I can't believe it's been over a year since I've updated my thread but I've got a couple new photos and updates to share. Earlier this fall I finally got around to building a log deck at my mill. It took a little longer than I expected but I notched the joints of the cribbing so it would be very stable without having to bolt it together. It's roughly 5 feet wide and 10 feet long, I'm pretty happy with how it turned out:
(https://forestryforum.com/gallery/albums/userpics/42799/logdeck_lot90_090318.jpg?easyrotate_cache=1540702147)
Here it is with the first logs set on top. The log deck is mostly built of maple with one large birch base/bumping post seen on this end:
(https://forestryforum.com/gallery/albums/userpics/42799/Logdeckfirstload_lot90_090318.jpg?easyrotate_cache=1540702385)

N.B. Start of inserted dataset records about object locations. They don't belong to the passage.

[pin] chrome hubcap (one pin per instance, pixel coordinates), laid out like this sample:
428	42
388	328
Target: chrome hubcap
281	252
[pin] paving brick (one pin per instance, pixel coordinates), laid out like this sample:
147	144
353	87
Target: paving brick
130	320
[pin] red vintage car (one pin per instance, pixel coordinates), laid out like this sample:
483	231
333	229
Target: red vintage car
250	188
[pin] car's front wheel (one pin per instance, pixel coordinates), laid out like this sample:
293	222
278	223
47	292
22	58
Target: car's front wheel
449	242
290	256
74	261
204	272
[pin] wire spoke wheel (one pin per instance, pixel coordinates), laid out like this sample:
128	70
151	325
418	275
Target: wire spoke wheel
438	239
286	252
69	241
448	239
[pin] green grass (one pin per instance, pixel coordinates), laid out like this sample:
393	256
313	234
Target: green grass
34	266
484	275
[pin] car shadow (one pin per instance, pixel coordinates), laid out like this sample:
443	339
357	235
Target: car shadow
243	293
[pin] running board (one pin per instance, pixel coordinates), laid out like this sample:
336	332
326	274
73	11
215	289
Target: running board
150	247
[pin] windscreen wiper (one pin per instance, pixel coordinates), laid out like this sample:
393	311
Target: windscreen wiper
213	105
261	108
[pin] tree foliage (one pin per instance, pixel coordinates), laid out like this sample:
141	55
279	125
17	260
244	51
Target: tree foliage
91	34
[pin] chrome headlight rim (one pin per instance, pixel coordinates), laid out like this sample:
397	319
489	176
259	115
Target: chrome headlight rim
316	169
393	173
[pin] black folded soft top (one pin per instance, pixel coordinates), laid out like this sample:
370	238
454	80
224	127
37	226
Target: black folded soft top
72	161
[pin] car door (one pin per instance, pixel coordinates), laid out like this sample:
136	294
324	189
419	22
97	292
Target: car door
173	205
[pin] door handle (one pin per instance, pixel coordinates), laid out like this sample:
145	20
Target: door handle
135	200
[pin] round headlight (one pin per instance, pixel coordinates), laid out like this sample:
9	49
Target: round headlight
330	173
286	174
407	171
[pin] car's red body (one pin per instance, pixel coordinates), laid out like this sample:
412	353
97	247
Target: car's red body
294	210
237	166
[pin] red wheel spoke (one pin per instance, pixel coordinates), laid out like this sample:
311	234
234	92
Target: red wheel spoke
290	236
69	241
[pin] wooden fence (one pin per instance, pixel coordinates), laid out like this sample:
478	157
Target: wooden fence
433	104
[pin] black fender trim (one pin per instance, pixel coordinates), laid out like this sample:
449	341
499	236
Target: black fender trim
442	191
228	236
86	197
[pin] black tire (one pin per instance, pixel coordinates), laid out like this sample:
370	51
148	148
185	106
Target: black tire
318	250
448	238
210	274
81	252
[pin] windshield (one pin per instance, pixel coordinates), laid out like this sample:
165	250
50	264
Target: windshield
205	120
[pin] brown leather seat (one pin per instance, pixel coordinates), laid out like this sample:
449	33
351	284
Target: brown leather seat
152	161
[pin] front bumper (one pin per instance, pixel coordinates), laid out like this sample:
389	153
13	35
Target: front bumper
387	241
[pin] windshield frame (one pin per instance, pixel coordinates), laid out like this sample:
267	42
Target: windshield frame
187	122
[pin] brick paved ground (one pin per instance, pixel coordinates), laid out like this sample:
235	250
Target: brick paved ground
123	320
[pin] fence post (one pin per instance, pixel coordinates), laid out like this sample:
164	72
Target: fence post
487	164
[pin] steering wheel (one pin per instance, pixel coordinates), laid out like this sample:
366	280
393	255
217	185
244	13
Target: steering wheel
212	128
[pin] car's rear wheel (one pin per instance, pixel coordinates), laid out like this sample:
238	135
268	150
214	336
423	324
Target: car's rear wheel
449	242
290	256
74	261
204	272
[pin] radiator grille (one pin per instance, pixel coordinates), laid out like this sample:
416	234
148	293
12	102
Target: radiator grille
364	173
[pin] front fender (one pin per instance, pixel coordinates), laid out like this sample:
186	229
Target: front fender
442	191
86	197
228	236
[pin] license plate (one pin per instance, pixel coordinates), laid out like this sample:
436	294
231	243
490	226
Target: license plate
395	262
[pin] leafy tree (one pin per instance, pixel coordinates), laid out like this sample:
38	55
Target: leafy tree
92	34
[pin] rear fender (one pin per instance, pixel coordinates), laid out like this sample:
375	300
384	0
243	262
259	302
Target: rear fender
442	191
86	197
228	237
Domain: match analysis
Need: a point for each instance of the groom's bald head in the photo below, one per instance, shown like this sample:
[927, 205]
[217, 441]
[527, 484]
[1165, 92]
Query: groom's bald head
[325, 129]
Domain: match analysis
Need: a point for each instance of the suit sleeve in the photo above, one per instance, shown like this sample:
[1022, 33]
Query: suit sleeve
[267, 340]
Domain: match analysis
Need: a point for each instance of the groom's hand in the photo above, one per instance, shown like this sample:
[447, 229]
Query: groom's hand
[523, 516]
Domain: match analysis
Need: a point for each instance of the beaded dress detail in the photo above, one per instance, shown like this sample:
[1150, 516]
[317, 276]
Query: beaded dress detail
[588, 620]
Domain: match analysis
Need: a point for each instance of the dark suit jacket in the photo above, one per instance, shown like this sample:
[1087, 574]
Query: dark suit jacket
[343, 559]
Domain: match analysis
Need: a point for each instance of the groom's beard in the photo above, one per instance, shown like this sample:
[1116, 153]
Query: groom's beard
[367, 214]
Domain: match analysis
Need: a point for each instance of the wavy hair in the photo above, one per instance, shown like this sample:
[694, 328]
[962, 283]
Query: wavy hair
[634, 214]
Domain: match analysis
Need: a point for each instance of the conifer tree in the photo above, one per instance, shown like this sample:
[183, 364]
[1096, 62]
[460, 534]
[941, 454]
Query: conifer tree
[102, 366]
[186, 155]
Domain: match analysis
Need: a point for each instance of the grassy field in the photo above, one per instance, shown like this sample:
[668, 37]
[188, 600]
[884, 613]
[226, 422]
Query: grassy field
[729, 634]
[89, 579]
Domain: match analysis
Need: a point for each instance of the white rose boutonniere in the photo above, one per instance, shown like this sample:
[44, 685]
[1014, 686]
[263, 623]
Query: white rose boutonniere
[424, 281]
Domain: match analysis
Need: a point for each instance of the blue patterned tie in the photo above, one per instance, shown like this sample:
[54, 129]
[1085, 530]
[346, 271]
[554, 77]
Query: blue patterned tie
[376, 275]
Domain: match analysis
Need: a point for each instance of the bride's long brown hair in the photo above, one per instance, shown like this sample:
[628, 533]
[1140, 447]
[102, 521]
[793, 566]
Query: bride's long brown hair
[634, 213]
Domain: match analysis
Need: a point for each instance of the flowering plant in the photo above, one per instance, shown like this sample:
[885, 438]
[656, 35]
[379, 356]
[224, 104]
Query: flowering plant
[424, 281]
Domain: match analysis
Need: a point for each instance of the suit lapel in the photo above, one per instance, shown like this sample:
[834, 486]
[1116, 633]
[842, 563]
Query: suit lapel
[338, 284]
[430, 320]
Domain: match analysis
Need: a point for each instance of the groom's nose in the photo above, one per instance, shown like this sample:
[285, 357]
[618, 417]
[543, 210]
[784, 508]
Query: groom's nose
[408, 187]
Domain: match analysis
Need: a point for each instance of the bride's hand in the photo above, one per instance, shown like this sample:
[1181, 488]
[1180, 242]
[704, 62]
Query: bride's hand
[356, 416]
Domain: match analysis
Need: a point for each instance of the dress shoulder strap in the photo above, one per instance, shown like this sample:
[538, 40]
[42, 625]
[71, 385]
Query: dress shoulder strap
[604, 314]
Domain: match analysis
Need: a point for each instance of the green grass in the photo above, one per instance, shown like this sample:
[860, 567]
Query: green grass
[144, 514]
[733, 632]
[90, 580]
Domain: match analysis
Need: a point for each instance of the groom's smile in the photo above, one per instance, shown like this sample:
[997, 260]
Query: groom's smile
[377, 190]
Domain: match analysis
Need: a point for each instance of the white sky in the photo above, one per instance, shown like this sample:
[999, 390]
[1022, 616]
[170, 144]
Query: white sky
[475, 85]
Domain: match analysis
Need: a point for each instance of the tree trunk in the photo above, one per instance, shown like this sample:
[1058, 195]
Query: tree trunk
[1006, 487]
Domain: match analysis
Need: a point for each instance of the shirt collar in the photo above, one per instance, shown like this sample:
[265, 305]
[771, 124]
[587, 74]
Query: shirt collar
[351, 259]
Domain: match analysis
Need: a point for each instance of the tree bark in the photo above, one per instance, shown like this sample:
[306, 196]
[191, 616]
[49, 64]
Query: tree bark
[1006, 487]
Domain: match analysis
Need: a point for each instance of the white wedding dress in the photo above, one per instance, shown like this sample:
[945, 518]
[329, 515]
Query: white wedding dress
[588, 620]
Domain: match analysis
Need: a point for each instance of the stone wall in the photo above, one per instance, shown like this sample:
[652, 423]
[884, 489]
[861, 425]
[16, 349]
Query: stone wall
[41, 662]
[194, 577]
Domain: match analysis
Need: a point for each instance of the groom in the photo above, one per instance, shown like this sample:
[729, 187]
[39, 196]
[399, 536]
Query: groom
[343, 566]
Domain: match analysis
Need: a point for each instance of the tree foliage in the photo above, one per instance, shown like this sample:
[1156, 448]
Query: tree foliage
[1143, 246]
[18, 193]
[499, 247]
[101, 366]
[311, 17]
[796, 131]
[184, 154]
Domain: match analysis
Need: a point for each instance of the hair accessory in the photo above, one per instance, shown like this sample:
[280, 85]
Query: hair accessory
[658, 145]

One last picture of the log deck from October where the log deck is full and an early snowfall is in progress. You can also see the lattice I'm trying on this side of the mill shed. It provides some wind break and shade but allows plenty of air flow, it just hooks onto the mill so I can lift off each piece and set it out of the way:
(https://forestryforum.com/gallery/albums/userpics/42799/millsnow_lot90_101518.jpg?easyrotate_cache=1541046338)
The other piece of news this fall is the 10 acres I bought at auction with an eye toward having a better supply of softwood for milling. The woods around my mill are well stocked with hardwoods but now I'll have a decent source for spruce and cedar 3 miles down the road. It's not a premium tract but it also hasn't been logged in a long long time so there are some nice mature trees out there, a high canopy making for some nice saw logs with easy access. Most importantly the price was right enough to be able to pay cash. Towards one end of the lot there is an old beaver pond that has been drained for a number of years, provides a decent overview and the deer seem to love it:
(https://forestryforum.com/gallery/albums/userpics/42799/294pond_090218.jpg?easyrotate_cache=1540702525)
An example of one of the cedars found in the low lands. Not sure how much the center of the trunk may be hollow but eventually this one will find it's way to my mill:
(https://forestryforum.com/gallery/albums/userpics/42799/CedarOn294.jpg?easyrotate_cache=1540702692)
Anyway, that's it for now. I hope to work the mill a few more times for winter completely takes over.